On the other hand, over the course of my career, I’ve been asked to take a look at conducting market research studies that could be used for “claims substantiation” at least a dozen times. Such a study is extremely specialized, but is something that any marketer’s legal counsel will advise them is necessary if they want to make a marketing claim along the lines of “People prefer the taste of Brand X over Brand Y.” (If you’re Brand X, and you start making that claim in your advertising, you can absolutely count on Brand Y’s legal counsel immediately filing a complaint against you with the Federal Trade Commission.)
The FTC (which is typically the arbiter of whether such a claim has been substantiated) doesn’t give actual guidelines as to “you must do this kind of research,” but the specifics behind research methodologies which have held up to scrutiny have been pretty well-documented. Such a study can be expected to cost in the low six figures, and there’s no guarantee that you’ll get the results you’re hoping for (i.e., there’s no guarantee that, at the end of the study, it’ll be conclusive enough that you’ll be on solid legal ground for your claim).
Anyway, I’ve been asked to provide specifics on how to do such a study at least a dozen times in my career. I have not ever actually conducted such a study, nor have I seen such a study done – once the clients see what it takes to be able to support such a claim, the reply is invariably, “oh, never mind, then.” And, thus, we wind up with puffery in advertising.
The example I remember (and I still don’t remember what sort of class I’d have taken in engineering school would have covered this… Econ?) is “Coldest beer in town.” No one has and no one wants a block of beer ice chilled by liquid oxygen. It’s just puffery.

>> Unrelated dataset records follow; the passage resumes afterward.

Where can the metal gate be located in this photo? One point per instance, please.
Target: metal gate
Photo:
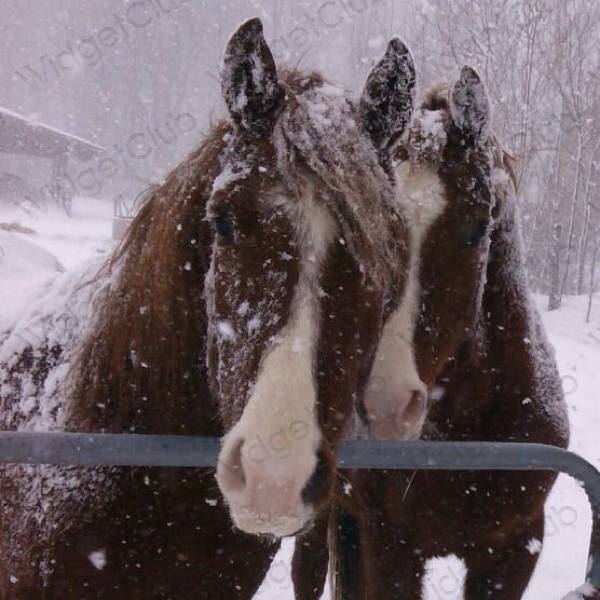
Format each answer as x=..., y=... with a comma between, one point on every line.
x=189, y=451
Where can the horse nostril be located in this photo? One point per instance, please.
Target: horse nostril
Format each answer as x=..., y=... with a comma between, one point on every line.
x=416, y=410
x=231, y=469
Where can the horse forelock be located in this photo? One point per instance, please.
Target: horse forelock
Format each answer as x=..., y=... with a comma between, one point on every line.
x=318, y=137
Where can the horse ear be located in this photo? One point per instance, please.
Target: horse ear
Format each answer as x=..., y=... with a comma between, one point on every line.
x=387, y=101
x=249, y=80
x=470, y=107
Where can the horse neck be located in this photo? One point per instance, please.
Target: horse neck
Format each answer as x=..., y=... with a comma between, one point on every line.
x=143, y=367
x=508, y=362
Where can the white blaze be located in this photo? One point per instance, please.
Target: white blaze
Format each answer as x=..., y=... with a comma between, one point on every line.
x=394, y=377
x=279, y=427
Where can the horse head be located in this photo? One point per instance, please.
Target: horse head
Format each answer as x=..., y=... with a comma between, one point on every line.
x=309, y=256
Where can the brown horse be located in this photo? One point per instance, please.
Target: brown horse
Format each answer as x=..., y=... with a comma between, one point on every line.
x=480, y=349
x=248, y=298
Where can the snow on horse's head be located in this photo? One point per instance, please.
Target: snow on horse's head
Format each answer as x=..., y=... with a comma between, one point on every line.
x=451, y=175
x=309, y=255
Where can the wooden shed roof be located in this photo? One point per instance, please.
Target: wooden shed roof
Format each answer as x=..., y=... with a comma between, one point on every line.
x=19, y=135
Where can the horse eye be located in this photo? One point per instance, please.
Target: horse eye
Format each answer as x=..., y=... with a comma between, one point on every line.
x=476, y=233
x=224, y=227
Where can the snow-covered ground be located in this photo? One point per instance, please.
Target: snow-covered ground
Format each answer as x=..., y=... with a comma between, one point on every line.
x=29, y=261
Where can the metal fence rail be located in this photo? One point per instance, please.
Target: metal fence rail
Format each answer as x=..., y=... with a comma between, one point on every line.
x=188, y=451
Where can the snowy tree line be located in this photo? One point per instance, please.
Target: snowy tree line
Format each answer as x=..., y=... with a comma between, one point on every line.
x=118, y=72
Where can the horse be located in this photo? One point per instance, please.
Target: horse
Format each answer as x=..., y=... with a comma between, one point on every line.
x=480, y=349
x=247, y=301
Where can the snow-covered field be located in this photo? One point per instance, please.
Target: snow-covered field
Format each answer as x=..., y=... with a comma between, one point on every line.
x=29, y=261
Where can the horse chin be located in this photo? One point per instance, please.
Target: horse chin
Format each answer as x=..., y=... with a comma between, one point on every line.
x=271, y=526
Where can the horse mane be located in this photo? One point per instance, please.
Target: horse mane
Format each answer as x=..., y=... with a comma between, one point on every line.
x=146, y=349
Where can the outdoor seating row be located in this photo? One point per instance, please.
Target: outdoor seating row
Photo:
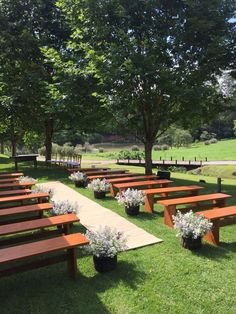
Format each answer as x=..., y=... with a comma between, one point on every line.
x=60, y=240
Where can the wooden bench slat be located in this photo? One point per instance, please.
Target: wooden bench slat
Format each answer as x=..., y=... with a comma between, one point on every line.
x=193, y=199
x=25, y=209
x=36, y=224
x=14, y=192
x=22, y=197
x=16, y=184
x=11, y=174
x=23, y=251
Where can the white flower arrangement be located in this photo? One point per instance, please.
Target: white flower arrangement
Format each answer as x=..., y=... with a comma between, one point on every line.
x=131, y=197
x=43, y=189
x=63, y=207
x=190, y=225
x=27, y=179
x=99, y=185
x=105, y=242
x=78, y=176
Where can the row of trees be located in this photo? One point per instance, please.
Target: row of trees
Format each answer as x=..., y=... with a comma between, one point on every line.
x=137, y=66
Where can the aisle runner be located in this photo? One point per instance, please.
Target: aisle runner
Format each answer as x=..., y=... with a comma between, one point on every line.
x=93, y=215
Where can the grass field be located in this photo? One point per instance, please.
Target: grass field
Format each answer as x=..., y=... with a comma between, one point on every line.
x=222, y=150
x=163, y=278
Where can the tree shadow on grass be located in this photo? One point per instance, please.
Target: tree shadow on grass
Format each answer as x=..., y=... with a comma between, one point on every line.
x=212, y=252
x=50, y=290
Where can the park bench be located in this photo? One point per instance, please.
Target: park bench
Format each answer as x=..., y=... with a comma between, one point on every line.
x=135, y=177
x=105, y=172
x=140, y=185
x=9, y=180
x=17, y=185
x=14, y=212
x=164, y=193
x=111, y=176
x=87, y=169
x=220, y=217
x=62, y=223
x=14, y=192
x=170, y=205
x=39, y=197
x=11, y=175
x=66, y=244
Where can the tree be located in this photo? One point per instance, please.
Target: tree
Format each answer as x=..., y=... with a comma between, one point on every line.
x=157, y=60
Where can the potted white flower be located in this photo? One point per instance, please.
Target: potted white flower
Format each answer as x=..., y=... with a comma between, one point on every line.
x=43, y=189
x=99, y=187
x=63, y=207
x=79, y=178
x=191, y=228
x=105, y=244
x=27, y=179
x=132, y=199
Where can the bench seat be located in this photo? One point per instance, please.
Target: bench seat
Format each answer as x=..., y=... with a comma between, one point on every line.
x=11, y=174
x=17, y=185
x=170, y=205
x=38, y=209
x=164, y=193
x=14, y=192
x=66, y=243
x=62, y=222
x=220, y=217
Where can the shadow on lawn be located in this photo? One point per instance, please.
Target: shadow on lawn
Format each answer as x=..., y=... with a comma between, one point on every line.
x=56, y=293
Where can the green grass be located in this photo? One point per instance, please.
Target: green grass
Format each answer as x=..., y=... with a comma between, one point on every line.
x=163, y=278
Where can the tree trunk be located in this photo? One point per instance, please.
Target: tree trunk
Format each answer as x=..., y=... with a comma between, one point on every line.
x=13, y=146
x=48, y=138
x=148, y=157
x=2, y=147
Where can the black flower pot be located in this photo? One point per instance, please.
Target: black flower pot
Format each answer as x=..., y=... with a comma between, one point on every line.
x=79, y=184
x=191, y=244
x=99, y=194
x=163, y=174
x=104, y=264
x=132, y=210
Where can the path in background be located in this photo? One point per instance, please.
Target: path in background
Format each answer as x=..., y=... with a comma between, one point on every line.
x=93, y=215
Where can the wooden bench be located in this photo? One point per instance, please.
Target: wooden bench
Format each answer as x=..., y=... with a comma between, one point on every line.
x=164, y=193
x=170, y=205
x=17, y=184
x=12, y=212
x=62, y=222
x=104, y=172
x=66, y=244
x=220, y=217
x=39, y=197
x=133, y=178
x=111, y=176
x=14, y=192
x=9, y=180
x=11, y=174
x=141, y=185
x=86, y=169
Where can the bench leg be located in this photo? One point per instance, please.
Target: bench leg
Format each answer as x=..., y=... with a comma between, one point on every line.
x=169, y=211
x=213, y=236
x=72, y=262
x=149, y=202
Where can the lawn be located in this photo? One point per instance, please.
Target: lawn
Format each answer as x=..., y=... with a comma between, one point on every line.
x=222, y=150
x=161, y=278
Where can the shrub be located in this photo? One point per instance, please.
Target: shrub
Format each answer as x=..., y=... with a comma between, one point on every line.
x=157, y=147
x=165, y=147
x=105, y=242
x=213, y=140
x=135, y=148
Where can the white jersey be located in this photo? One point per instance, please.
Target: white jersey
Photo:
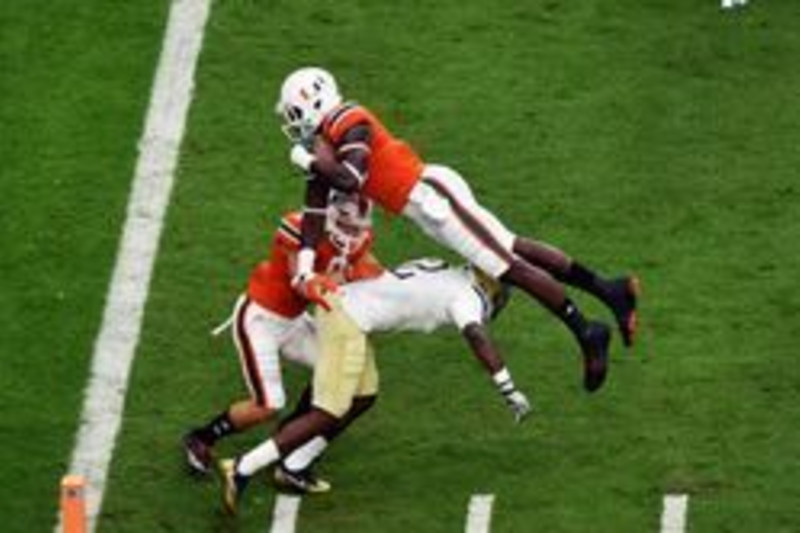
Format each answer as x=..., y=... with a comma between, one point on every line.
x=420, y=295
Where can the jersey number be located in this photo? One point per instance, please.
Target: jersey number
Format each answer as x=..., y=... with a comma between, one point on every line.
x=411, y=268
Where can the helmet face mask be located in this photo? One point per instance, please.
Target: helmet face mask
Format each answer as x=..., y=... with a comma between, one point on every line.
x=307, y=95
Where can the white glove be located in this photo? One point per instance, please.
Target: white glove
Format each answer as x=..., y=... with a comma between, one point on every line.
x=300, y=156
x=305, y=266
x=519, y=405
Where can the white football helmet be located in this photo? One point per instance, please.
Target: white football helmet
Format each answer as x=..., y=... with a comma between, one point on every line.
x=349, y=217
x=307, y=95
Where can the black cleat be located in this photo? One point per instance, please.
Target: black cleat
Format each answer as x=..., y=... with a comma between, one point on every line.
x=625, y=292
x=198, y=454
x=304, y=481
x=595, y=355
x=233, y=484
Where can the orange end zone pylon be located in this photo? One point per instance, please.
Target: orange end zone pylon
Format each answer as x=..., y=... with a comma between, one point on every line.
x=73, y=504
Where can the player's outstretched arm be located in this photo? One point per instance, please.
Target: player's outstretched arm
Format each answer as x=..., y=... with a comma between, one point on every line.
x=342, y=166
x=484, y=350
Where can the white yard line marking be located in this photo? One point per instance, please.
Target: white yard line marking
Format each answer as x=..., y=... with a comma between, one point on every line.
x=673, y=518
x=479, y=513
x=284, y=515
x=116, y=342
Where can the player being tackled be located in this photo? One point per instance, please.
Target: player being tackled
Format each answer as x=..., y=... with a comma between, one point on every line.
x=422, y=295
x=342, y=145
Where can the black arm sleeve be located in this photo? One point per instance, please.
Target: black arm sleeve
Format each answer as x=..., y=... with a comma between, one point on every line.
x=312, y=227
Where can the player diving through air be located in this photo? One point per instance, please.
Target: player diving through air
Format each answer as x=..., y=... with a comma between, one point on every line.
x=420, y=295
x=341, y=145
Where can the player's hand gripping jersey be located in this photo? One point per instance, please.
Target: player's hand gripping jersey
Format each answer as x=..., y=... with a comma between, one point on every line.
x=386, y=167
x=270, y=283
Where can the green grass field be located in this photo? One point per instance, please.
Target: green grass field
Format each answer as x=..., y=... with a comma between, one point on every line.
x=658, y=137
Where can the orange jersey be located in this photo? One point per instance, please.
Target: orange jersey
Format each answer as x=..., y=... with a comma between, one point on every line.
x=393, y=166
x=270, y=284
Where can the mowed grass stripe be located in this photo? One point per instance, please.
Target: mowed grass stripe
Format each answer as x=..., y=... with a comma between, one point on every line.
x=119, y=333
x=74, y=87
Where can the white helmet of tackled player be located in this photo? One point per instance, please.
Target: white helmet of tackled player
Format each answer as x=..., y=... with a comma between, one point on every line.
x=307, y=95
x=349, y=217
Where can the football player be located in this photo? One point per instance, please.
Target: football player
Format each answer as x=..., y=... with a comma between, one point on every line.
x=267, y=319
x=422, y=295
x=342, y=145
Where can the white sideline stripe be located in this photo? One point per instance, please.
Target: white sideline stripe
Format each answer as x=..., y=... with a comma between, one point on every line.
x=673, y=518
x=284, y=514
x=479, y=513
x=116, y=341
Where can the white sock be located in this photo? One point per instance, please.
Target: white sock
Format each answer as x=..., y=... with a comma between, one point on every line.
x=303, y=456
x=259, y=457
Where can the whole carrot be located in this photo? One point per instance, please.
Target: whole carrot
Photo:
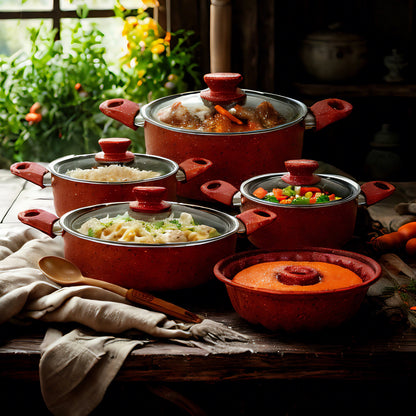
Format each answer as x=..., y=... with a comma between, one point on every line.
x=226, y=113
x=389, y=241
x=408, y=230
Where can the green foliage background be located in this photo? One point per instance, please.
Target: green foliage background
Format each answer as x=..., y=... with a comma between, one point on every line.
x=71, y=120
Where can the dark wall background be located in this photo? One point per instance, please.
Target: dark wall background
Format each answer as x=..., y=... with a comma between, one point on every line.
x=266, y=38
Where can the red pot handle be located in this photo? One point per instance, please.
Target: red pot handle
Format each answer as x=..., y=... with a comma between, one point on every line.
x=114, y=150
x=300, y=172
x=31, y=171
x=330, y=110
x=150, y=199
x=121, y=110
x=375, y=191
x=194, y=167
x=40, y=219
x=223, y=89
x=219, y=191
x=256, y=218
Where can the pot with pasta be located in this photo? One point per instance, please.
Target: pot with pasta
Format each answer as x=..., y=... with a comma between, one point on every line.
x=108, y=176
x=149, y=244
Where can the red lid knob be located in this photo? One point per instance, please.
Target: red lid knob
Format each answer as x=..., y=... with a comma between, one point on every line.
x=114, y=150
x=300, y=172
x=298, y=275
x=222, y=89
x=150, y=199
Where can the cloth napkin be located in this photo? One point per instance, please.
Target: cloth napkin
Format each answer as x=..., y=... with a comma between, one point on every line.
x=76, y=367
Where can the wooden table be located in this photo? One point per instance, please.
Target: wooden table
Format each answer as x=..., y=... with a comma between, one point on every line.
x=369, y=360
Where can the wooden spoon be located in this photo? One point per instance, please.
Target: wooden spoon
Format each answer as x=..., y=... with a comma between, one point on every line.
x=66, y=273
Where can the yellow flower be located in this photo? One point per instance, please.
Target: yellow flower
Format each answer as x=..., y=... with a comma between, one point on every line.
x=157, y=49
x=149, y=3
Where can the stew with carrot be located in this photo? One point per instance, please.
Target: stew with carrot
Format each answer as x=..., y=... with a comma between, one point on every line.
x=221, y=120
x=296, y=195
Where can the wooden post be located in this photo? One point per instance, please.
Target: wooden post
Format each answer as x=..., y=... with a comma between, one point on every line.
x=220, y=35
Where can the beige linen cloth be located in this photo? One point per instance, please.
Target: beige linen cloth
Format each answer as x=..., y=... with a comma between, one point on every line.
x=76, y=368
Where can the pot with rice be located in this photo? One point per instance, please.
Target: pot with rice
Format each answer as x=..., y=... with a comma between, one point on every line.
x=107, y=176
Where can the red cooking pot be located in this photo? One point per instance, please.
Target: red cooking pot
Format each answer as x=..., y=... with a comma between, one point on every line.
x=70, y=193
x=146, y=266
x=295, y=310
x=302, y=223
x=237, y=152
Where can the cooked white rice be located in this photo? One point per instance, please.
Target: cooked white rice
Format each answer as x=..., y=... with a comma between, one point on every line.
x=112, y=173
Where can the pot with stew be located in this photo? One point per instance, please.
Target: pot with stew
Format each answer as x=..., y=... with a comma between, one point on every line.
x=108, y=176
x=307, y=289
x=149, y=244
x=312, y=210
x=244, y=133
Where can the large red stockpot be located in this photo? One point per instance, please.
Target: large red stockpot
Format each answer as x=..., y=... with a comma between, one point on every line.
x=296, y=310
x=329, y=224
x=147, y=267
x=70, y=193
x=237, y=156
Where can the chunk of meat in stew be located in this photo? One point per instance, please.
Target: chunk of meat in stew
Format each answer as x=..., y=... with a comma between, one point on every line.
x=261, y=117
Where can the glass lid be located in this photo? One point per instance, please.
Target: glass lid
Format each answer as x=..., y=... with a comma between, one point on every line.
x=150, y=220
x=224, y=108
x=300, y=186
x=114, y=164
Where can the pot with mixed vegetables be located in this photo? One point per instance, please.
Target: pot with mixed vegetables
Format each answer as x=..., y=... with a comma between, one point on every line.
x=244, y=133
x=312, y=210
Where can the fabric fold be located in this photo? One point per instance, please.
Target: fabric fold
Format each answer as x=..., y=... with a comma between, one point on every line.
x=76, y=368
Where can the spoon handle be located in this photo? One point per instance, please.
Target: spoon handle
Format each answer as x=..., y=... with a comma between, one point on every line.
x=162, y=306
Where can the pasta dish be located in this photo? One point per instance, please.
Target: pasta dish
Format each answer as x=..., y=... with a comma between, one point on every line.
x=128, y=229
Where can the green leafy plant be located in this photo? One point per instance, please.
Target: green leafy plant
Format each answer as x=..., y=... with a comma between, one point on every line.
x=49, y=99
x=157, y=63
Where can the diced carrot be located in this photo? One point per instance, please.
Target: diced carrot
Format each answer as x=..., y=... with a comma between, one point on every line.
x=278, y=194
x=226, y=113
x=260, y=193
x=305, y=189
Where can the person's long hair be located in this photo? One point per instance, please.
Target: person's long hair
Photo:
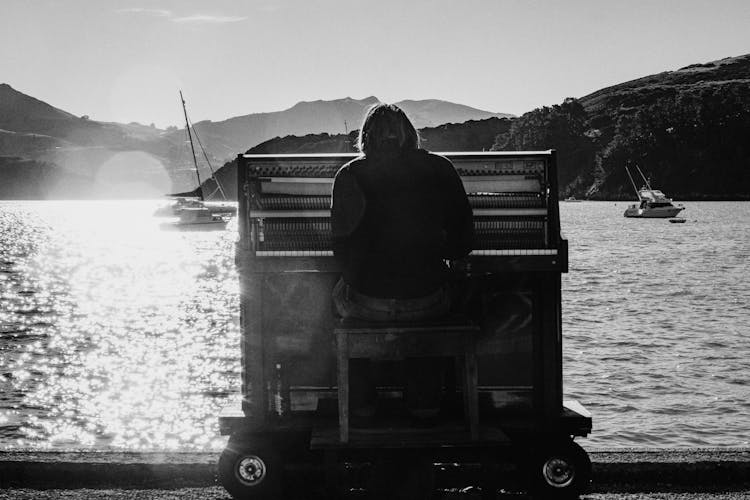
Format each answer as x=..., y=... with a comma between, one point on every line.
x=385, y=131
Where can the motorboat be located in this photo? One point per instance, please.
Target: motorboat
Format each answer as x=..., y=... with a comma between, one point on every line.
x=653, y=203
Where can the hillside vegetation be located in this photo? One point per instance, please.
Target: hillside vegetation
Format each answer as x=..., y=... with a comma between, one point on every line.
x=686, y=129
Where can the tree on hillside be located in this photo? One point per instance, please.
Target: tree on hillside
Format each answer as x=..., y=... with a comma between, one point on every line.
x=563, y=127
x=690, y=144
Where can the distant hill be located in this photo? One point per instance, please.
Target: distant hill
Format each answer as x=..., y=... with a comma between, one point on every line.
x=473, y=135
x=686, y=129
x=126, y=160
x=226, y=138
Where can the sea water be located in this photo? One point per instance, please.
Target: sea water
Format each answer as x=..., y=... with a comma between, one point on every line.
x=117, y=333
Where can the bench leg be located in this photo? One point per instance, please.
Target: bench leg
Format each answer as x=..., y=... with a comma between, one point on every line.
x=342, y=350
x=471, y=396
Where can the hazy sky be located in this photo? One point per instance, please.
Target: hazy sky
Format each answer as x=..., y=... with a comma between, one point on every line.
x=125, y=60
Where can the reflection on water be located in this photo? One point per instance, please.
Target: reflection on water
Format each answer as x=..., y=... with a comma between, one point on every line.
x=116, y=334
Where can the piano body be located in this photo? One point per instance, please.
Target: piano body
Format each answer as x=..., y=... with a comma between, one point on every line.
x=510, y=287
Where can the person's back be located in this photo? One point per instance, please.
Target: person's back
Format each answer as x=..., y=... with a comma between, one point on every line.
x=398, y=213
x=415, y=216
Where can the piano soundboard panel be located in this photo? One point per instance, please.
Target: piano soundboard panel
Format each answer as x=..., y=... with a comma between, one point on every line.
x=289, y=198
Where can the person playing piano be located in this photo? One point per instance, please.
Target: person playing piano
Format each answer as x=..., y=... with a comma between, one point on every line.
x=398, y=214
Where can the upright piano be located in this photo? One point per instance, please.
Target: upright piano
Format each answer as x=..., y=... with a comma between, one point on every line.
x=510, y=282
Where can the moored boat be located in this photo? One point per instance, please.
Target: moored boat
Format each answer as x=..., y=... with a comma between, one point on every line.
x=198, y=218
x=653, y=203
x=190, y=207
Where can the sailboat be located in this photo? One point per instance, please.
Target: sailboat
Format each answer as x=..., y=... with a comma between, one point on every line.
x=190, y=208
x=653, y=203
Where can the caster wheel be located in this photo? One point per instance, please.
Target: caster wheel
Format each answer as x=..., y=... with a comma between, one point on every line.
x=560, y=470
x=250, y=470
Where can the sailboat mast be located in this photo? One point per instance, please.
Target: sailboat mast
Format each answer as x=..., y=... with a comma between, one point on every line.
x=637, y=194
x=192, y=148
x=645, y=180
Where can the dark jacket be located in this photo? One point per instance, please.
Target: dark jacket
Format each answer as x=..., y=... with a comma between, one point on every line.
x=395, y=221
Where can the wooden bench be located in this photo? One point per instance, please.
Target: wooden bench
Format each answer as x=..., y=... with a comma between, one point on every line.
x=392, y=341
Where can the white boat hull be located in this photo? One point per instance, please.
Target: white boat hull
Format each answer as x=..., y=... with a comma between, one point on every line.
x=653, y=213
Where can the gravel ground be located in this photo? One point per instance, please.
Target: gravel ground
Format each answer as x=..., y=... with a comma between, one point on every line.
x=217, y=493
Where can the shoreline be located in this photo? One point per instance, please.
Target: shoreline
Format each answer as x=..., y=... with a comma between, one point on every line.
x=630, y=470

I know what it means. It’s covered in all kinds of introductory law and marketing and business studies texts. Anybody who paid any kind of attention to the world would know what it means. Which is … almost nobody.
I’m simultaneously perplexed that people can get to adulthood without knowing that ‘mere puffery’ is unrestricted, and perplexed that my expectations about people are so unrealistic.
There is a great deal to the world that has nothing to do with law, marketing, or business studies texts.
I could go around being perplexed that so many people don’t know, say, that herbicides are pesticides. But I don’t, because I realize there’s more to be known than fits in any one person’s head, and I realize that different people know different things.
Puffery is a pejorative, it means “bullshit.” So you may not have intended it strictly as legal advice, but you WERE basically saying that the 2nd phrase was bad, or at least worse than the 1st.
I think pretty much anybody would take it that way.
It has 2 meanings. How to take what the OP said depends on which meaning you took from the word. One of them is not pejorative in the context of that discussion.